I have a Berkley B90-9' Buccaneer 2 piece, I am looking for a new blank with the same action as this one. This rod can cast a spoon for what seems like a mile, but I don't care for it being a 2 piece. There have been times that the top has loosened up and casted with the lure or bait. It has a real fast action, just wish it was a one piece. Anyone have any ideas on a replacement?


----------



## circlehook69 (Apr 23, 2010)

*If you really love the rod and the only issue is that it sometimes comes apart during fishing, put a little flex coat on the male connection of the rod and stick together....just an idea*


----------



## Randall2point0 (Feb 11, 2011)

Wirelessly posted

I put some nail polish on the male end to tighten it up some but I put too much on and it wouldn't go all the way on. So I sanded it down, I know what's going to happen if I make it permanent one piece, I'm gonna need a two piece. Lol I would rather have another blank. Has anyone came up with some decent blank ideas?


----------



## Charlie2 (Oct 2, 2007)

*Rod Repair*



Randall2point0 said:


> Wirelessly posted
> 
> I put some nail polish on the male end to tighten it up some but I put too much on and it wouldn't go all the way on.

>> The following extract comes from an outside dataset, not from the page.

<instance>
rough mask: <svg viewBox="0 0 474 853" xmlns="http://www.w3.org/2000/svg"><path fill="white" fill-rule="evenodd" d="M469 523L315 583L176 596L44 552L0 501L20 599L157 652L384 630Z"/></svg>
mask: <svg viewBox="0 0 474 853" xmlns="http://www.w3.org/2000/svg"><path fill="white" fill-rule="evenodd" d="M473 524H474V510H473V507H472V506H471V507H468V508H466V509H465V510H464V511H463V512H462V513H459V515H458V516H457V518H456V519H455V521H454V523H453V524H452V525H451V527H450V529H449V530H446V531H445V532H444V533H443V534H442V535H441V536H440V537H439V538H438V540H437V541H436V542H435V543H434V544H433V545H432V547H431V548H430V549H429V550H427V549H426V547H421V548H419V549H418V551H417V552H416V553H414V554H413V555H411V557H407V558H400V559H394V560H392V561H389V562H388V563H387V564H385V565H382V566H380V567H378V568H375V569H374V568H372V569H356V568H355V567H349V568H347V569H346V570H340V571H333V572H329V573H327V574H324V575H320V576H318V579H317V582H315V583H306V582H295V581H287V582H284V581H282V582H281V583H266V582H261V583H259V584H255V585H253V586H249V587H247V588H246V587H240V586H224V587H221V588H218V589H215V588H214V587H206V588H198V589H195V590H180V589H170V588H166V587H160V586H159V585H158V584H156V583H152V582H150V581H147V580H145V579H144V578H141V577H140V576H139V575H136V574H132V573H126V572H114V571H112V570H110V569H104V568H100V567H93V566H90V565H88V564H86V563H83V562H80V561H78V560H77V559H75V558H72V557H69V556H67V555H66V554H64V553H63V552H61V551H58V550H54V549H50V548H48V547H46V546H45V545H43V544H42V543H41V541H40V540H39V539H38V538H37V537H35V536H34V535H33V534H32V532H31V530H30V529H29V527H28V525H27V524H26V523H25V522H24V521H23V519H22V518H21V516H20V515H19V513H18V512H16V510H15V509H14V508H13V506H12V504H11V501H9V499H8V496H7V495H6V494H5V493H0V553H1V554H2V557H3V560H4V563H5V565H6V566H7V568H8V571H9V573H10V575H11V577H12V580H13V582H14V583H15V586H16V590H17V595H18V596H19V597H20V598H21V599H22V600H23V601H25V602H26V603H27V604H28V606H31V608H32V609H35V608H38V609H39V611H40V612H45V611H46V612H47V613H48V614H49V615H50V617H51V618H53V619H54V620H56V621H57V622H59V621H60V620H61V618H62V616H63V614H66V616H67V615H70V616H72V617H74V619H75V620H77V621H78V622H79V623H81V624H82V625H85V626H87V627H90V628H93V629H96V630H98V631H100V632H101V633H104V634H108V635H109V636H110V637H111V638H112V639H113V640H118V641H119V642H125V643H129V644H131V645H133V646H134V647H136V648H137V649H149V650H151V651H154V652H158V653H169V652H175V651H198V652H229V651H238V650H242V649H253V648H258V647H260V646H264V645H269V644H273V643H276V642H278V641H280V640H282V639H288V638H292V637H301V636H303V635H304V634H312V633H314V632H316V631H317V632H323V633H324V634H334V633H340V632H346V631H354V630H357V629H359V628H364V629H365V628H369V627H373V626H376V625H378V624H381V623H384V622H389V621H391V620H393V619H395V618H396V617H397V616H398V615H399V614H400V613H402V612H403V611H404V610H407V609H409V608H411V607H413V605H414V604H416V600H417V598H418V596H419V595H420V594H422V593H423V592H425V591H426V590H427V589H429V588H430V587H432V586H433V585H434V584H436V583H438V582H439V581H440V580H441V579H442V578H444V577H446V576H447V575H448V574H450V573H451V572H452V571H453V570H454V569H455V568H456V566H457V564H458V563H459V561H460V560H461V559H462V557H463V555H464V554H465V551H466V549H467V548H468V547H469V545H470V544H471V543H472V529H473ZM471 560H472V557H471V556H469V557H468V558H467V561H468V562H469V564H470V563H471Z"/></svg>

So I sanded it down, I know what's going to happen if I make it permanent one piece, I'm gonna need a two piece. Lol I would rather have another blank. Has anyone came up with some decent blank ideas?


Are you familiar with a spigot ferrule? Sometimes; it's the way to go if you want to salvage a two-piece rod. 

It involves some work, but well worth the effort. C2


----------